これから活躍の場を与えれば、いくらでも積むことができるはず。
しかし昇級は、実績を積んだからといってすぐに行えるものではない。
そこで考えられる裏技。
実力者と政略結婚することで、強引に周囲の評価を上げる。
それには元帥とつながりができるお孫さんとの結婚か、
大本営筆頭秘書艦として活躍している大和との結婚、
そして、鼎大将と深いつながりがあり、本土大襲撃の立役者である一ノ瀬中佐との結婚が、彼の人脈も考えると現実的。
……鯉住君にとっては、完全に寝耳に水の案件だ。
なにせ今回の視察は、自分のやらかしに対するお叱りと、転化体についての確認程度だと思っていたからだ。
まさかまさかの大抜擢。
小市民的なメンタルを持つ彼には、まったく飲み込めない話だ。
「君の年齢からすると、年が近い、20代中盤から30程度の相手である方が良いと考えた。
だから君と交友関係にある一ノ瀬中佐か、大和君との縁談を薦めたかったのだが……」
「だ、だが……?」
「先ほどの話を聞いて、
君にこそ、私の孫娘を嫁がせてやりたいと思うようになった。
どうだ?自慢の孫だ。
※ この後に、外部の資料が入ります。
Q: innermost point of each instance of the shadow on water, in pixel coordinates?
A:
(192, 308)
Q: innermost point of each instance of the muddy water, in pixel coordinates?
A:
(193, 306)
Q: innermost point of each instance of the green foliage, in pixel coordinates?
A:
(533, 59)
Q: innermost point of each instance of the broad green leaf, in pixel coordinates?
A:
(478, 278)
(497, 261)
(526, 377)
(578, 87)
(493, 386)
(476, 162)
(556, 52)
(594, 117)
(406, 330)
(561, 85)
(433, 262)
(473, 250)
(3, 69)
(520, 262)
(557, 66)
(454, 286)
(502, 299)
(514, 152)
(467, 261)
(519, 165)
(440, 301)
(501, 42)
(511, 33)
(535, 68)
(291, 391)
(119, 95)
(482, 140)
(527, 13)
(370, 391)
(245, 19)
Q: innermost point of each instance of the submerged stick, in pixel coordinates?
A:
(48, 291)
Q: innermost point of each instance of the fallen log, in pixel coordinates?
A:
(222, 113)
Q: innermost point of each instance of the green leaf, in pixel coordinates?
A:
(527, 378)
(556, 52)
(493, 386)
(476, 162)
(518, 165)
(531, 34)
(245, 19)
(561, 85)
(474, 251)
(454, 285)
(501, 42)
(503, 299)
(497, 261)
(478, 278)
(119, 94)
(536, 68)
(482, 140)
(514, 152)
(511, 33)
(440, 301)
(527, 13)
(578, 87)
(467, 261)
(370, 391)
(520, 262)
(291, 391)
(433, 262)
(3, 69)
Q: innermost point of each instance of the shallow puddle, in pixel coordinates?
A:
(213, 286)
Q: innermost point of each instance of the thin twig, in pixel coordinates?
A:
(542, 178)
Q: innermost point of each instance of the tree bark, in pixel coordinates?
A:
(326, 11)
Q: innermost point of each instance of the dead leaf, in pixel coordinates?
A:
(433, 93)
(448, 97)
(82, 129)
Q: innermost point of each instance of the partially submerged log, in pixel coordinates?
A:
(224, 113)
真剣に考えてみないか?」
「うえぇ……!?
え、ええとですね……お孫さんの気持ちもあるでしょうから……
その話はお断りさせて……」
「ダメよ!やっぱり鯉住君は、聡美ちゃんと結婚するべきよ!!
元帥といってもそこは譲れないわ!
聡美ちゃんを幸せにできるのは、彼しかいないのよ!!」
「あ、足柄さん……話がややこしくなるので……」
「一ノ瀬中佐には他の将官との縁談を持ちかけても良い。
それならば足柄君の心配することにはならないだろう?
だからここはひとつ、孫を紹介させてもらって……」
「それじゃダメよ!
いくら元帥とはいえ、彼以上に聡美ちゃんを幸せにできる相手を、連れて来ることができるとは思えないわ!
だから聡美ちゃんに今すぐ連絡して……!!」
「いや、しかしな……」
「譲れないわ!」
やめて……ヤメテ……
ふたりとも……私のために争わないで……
ハイライトさんがどこかへ行ってしまった遠い目をしながら、
一昔前の少女漫画の主人公のようなセリフを、脳内でリピートする鯉住君なのであった。
(やれやれ。またふらぐをたてたのですか?)
(とんだおんなのてきですね)
(こうなったら、ぜんいんめとるしかないですね)
(それはめいあん)
(かんむすとびじんでできた、すてきなはーれむ……)
((( はーれむきんぐ・こいずみ…… )))
ちなみに彼はこの話を『今はまだ答えられない』という曖昧な返事で濁した後、元帥に鎮守府案内をしました。
鎮守府に似つかわしくない施設群を見て、元帥は大層驚いていたようで、『やはり君しかいない』と、固めてほしくない決意を固めてしまったようです。